Pour nous, c'est assurément très exigeant quand Élianne est à la maison, car il doit encore y avoir toujours quelqu'un avec elle, ce qui nous limite pas mal pour ce qui est de nos activités. Comme Gilbert reprendra bientôt son rythme d'été, j'appréhende un peu tout ce que cela exigera de moi en termes de présence, peut-être que je chercherai des amis pour assurer, ici et là, pendant une petite heure, avis aux intéressé(e)s!!!
J'ai reçu un subpoena pour comparaître le 14 mai devant le juge. J'aurai alors l'occasion de lui exprimer tout ce que cette aventure a représenté et continue de représenter pour nous et pour Élianne. Comme Élianne tient à être présente, elle veut voir QUI est la madame, j'ai convenu avec le procureur que je lui ferai parvenir un document écrit qui indique quelles sont les séquelles présentes et possibles pour Élianne, car il est hors de question qu'elle se fasse « garrocher » cela tout d'un coup. Elle prend tranquillement conscience de ses pertes, et c'est bien qu'elle le fasse à son rythme à elle, et non de recevoir le paquet tout d'un coup. Il est cependant bien important, avant le prononcé de la sentence que le juge soit bien conscient des séquelles possibles à long terme, et sur lesquelles personne ne peut encore se prononcer. J'appréhende beaucoup ce moment, d'autant plus qu'il est fort probable que le juge nous entende et qu'il remette le prononcé de la sentence à une date ultérieure. Cela fera déjà un an à ce moment-là!

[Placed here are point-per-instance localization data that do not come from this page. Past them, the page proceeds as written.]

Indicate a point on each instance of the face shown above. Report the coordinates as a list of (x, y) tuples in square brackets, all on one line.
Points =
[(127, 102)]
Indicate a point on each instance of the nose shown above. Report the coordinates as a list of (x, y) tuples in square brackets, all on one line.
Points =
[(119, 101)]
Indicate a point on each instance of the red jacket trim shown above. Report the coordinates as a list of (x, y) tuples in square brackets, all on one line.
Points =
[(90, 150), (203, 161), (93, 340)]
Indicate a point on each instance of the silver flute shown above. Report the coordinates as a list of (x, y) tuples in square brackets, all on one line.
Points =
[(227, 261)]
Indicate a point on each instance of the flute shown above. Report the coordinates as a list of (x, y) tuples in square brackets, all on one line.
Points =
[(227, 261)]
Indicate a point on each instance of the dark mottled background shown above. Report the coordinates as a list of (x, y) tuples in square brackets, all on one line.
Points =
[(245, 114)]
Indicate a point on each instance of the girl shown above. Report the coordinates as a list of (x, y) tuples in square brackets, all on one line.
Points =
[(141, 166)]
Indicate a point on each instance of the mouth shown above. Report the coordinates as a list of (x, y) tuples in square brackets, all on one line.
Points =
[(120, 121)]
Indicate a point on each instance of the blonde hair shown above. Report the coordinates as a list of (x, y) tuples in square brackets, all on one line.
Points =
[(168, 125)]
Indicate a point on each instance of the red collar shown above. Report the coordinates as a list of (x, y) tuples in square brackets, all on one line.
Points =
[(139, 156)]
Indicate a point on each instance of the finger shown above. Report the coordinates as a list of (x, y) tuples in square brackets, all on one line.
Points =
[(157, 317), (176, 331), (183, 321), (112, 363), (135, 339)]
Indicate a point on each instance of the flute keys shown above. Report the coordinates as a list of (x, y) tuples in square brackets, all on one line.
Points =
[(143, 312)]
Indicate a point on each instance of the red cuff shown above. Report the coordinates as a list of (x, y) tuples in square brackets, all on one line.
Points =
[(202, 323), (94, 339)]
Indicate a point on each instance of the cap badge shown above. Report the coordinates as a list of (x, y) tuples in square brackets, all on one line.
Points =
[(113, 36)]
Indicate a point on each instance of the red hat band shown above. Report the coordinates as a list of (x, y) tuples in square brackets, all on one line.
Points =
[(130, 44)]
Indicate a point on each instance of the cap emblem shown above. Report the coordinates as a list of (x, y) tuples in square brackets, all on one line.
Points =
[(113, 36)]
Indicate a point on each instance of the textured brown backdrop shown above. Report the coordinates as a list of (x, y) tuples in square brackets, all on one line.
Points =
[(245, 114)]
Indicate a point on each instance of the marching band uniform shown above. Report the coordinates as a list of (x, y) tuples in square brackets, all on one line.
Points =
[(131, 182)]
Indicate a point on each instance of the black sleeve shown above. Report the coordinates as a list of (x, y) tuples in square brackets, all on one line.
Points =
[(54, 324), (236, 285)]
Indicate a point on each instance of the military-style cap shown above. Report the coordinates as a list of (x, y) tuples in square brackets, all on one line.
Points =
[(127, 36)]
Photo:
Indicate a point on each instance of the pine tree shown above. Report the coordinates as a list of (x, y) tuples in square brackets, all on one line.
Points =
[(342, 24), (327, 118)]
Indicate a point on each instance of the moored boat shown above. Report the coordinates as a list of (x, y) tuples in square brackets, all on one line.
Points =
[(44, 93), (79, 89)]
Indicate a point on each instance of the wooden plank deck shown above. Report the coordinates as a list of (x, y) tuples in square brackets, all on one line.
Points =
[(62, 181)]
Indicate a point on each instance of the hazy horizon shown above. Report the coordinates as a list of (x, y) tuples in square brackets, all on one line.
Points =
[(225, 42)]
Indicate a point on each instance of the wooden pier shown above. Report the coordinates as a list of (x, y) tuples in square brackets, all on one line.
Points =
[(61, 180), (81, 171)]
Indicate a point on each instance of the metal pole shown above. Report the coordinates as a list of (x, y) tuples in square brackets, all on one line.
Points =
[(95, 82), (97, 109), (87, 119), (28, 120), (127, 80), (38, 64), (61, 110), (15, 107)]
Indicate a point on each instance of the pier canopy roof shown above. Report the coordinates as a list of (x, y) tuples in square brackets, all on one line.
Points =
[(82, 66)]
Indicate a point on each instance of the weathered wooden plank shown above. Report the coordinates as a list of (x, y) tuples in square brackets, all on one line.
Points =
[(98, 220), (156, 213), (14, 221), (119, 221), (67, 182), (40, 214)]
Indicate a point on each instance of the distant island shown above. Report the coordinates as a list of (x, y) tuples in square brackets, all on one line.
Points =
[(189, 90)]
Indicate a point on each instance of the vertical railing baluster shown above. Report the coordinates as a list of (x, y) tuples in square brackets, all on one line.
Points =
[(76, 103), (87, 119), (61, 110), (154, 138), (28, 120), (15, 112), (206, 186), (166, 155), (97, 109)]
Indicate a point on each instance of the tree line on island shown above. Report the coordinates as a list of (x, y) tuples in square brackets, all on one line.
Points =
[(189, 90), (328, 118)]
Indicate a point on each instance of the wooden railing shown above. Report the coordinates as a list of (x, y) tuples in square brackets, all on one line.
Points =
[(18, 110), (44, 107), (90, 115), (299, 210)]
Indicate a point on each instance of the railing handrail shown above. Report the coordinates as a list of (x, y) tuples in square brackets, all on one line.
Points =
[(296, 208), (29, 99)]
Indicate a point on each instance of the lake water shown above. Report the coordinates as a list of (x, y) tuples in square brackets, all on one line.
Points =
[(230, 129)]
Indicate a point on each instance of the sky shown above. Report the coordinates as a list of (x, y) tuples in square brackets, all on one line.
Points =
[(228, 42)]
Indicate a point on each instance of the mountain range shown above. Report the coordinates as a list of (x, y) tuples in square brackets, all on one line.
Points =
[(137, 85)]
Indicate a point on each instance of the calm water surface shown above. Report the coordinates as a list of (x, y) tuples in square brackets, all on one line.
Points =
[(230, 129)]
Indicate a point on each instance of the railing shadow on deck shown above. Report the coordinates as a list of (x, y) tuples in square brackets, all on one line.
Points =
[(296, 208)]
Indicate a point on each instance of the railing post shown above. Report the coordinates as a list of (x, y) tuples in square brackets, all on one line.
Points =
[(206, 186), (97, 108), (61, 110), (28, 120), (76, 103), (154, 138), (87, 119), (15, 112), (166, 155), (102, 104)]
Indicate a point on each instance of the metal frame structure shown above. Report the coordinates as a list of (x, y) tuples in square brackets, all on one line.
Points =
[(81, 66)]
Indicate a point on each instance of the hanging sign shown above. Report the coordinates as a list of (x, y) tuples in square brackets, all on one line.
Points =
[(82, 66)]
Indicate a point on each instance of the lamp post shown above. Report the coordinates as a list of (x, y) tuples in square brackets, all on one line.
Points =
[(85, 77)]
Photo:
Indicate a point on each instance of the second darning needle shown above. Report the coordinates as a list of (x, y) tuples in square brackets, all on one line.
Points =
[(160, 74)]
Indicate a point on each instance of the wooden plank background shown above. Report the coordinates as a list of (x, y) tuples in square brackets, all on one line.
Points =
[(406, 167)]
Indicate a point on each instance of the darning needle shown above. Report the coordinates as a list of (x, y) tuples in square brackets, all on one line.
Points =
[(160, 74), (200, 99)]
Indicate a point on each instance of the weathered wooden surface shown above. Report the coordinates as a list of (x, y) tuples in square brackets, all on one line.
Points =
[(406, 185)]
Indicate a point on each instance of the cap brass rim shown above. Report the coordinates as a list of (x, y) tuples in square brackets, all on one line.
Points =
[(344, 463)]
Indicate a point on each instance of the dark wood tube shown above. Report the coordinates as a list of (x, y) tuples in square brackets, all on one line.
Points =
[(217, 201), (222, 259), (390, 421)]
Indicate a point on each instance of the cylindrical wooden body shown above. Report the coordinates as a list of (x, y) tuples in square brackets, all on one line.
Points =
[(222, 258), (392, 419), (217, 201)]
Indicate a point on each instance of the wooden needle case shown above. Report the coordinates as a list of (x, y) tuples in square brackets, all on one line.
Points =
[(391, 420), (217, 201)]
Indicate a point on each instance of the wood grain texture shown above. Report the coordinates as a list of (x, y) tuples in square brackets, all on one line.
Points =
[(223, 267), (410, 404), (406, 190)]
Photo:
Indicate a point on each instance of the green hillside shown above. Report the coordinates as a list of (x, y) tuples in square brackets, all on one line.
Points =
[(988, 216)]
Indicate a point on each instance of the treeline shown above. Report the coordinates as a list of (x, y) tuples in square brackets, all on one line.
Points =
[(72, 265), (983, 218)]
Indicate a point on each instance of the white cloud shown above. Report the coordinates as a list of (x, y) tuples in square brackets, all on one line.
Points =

En prévision de me préparer pour parler au juge, j'ai fait venir les dossiers d'admission d'Élianne à Saint-Jérôme de l’Hôpital du Sacré-Cœur, et laissez-moi vous dire que sa survie tient vraiment du miracle. Le mot « décérébration » écrit partout, c'est assez frappant… Le rapport des ambulanciers est assez dérangeant… et je ne peux qu'imaginer toute cette horreur.
En faisant du ménage dans les affaires d'Élianne, j'ai trouvé les derniers relevés des achats qu'elle a faits avec sa carte de débit, juste la veille de l'accident, juste avant que sa vie ne soit changée à jamais, c'est plutôt bouleversant de revoir les vêtements qu'elle a portés dans une autre vie… Aussi, Gilbert et moi avons regardé dernièrement nos photos de la Californie, c'était à Pâques, l'an dernier, aussi dans notre ancienne vie… à l'époque où l'on pouvait laisser notre fille seule pour quelques jours, où on l'appelait et qu'elle sacrait parce qu'elle et Nico ont pelleté sans arrêt pendant que nous étions bien au chaud sur la côte californienne! Plus j'y pense, plus je pense que ce qui me manque le plus de l'ancienne Élianne est son… mauvais caractère!!! C'est un peu fou, mais c'est de même!
À part ça, mon frère Yves est revenu définitivement du Mali, Issa, notre ange gardien, a commencé à bâtir le toit de sa maison avec l’argent que je lui ai donné, et il m'a écrit une belle lettre et m'a envoyé un beau tissu pour me remercier.
Je continue à penser à vous tous, et j'espère bien vous voir le 1er juin et que nous serons nombreux, les détails de la fête suivront en avril. On pourra sans doute fêter la sortie d'Élianne du centre, je crois que cela se fera autour de mai ou de juin.
En attendant, la vie continue, Martine nous a surnommées elle et moi « petit trot » et « grand galop », et contrairement à ce que certains d'entre vous seraient portés à croire : grand galop, c'est elle!
Je vous redonne des nouvelles en avril, finalement, le temps passe très très vite maintenant, et c'est aussi ce qu'Élianne pense.